Condenado por abuso de crianças foi indultado por Mohamed VI. Jornal marroquino escreve que libertação resultou de acordo entre serviços secretos.
A polícia de choque marroquina dispersou sexta-feira à noite uma concentração de pessoas que procuravam protestar, em Rabat, contra o perdão concedido pelo rei a um pedófilo espanhol, condenado a 30 anos de prisão, por abuso de 11 crianças. Um caso com contornos estranhos.
Milhares de pessoas – números da AFP; centenas, de acordo com a Reuters – concentraram-se para protestar junto ao Parlamento mas foram impedidos de o fazer livremente. Dezenas, entre as quais repórteres, ficaram feridas devido à actuação da polícia.
Houve também, segundo a Reuters, protestos noutras cidades, reclamando a revogação do indulto do rei.
“Estava com um grupo de amigos junto ao Parlamento quando a polícia interveio violentamente. Levei uma pancada na cabeça” disse à AFP Hakim Sikouk, descrevendo o que aconteceu em Rabat.

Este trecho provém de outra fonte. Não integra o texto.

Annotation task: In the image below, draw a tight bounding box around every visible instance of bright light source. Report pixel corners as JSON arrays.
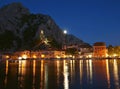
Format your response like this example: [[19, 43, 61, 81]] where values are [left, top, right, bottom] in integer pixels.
[[18, 57, 22, 60], [63, 30, 67, 34], [89, 55, 92, 58], [33, 55, 37, 58], [22, 55, 27, 59], [41, 54, 45, 58], [6, 55, 9, 59]]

“É uma repressão desproporcionada. Não há outra explicação que não seja o Estado não ter explicação”, afirmou Fouad Abdelmoumni, um economista presente na concentração, dispersada por volta da meia noite local (1h de sábado em Lisboa). “Não querem que as pessoas se dêem conta que o rei faz disparates”, acrescentou.
O protesto foi motivado pela inclusão de um condenado por pedofilia num grupo de 48 presos espanhóis cuja libertação foi ordenada por Mohammed VI, na terça-feira. O recluso cuja libertação é contestada tem 64 anos e foi condenado em 2011 por violação e filmagem de 11 crianças com idades entre os 4 e os 15 anos. Estava preso na cadeia de Kenitra, a Norte de Rabat.
“Estamos aqui para saber quem é responsável pelo perdão. É uma vergonha, estão a vender as nossas crianças”, disse à Reuters Najia Adib, presidente de uma associação de defesa da infância, momentos antes de, com a filha adolescente ao lado, terem sido atacadas pela polícia.
“É uma vergonha internacional, não há direitos nem liberdades”. “Viva o povo. Onde está a justiça? Não à pedofilia”, gritaram manifestantes.
“O Estado defende e protege a violação de crianças marroquinas. A dignidade dos marroquinos foi violada”, disse um manifestante citada pela AFP.
Pedido do rei de Espanha
A libertação dos espanhóis foi a resposta a um pedido formal do rei Juan Carlos, que em meados de Julho visitou oficialmente Marrocos.
O Palácio Real não fez comentários. O ministro da Justiça, Mustapha Ramid, disse que o indulto foi concedido no interesse nacional e devido às relações de amizade entre os dois países. E que “o indivíduo será extraditado e impedido de entrar” de novo em Marrocos. O jornal El País escreveu que já está em Espanha, onde entrou na quinta-feira por Ceuta.
O diário digital marroquino Lakome, o primeiro a revelar que entre o grupo de indultados estava o condenado por pedofilia, escreveu que “foi indultado a pedido dos serviços secretos espanhóis” .
“Foi um acordo entre a DGED [serviço secreto marroquino] e o seu equivalente espanhol”, o CNI (Centro Nacional de Inteligencia), noticiou, citando fonte marroquina conhecedora do caso. “Os espanhóis insistiram em que fosse posto na lista e conseguiram”, acrescentou-
O El País, que reproduz as informações do Lakome, considera provável que o homem tenha sido efectivamente espião. E adianta que o nome pelo qual é identificado, Gálvan Viña, não é provavelmente o seu verdadeiro nome.
Abdelali Hamieddine, dirigente no partido islamista Justiça e Desenvolvimento, principal partido do Governo que está no poder em Marrocos desde Janeiro de 2012, disse que o indulto foi concedido pelo rei e “é preciso reconhecer que o perdão a este pedófilo foi um erro, porque ele não merecia esse perdão”.
“Os marroquinos têm o direito de se manifestar quando se sentem humilhados e as forças da ordem não têm o direito de intervir com esta violência”, acrescentou.
Marrocos tem sido confrontado com diversos casos de pedofilia. Em Junho, um britânico suspeito de abuso de crianças foi detido em Tétuan, no Norte. Em Maio, um francês de 60 anos foi condenado a 12 anos de prisão por um tribunal de Casablanca.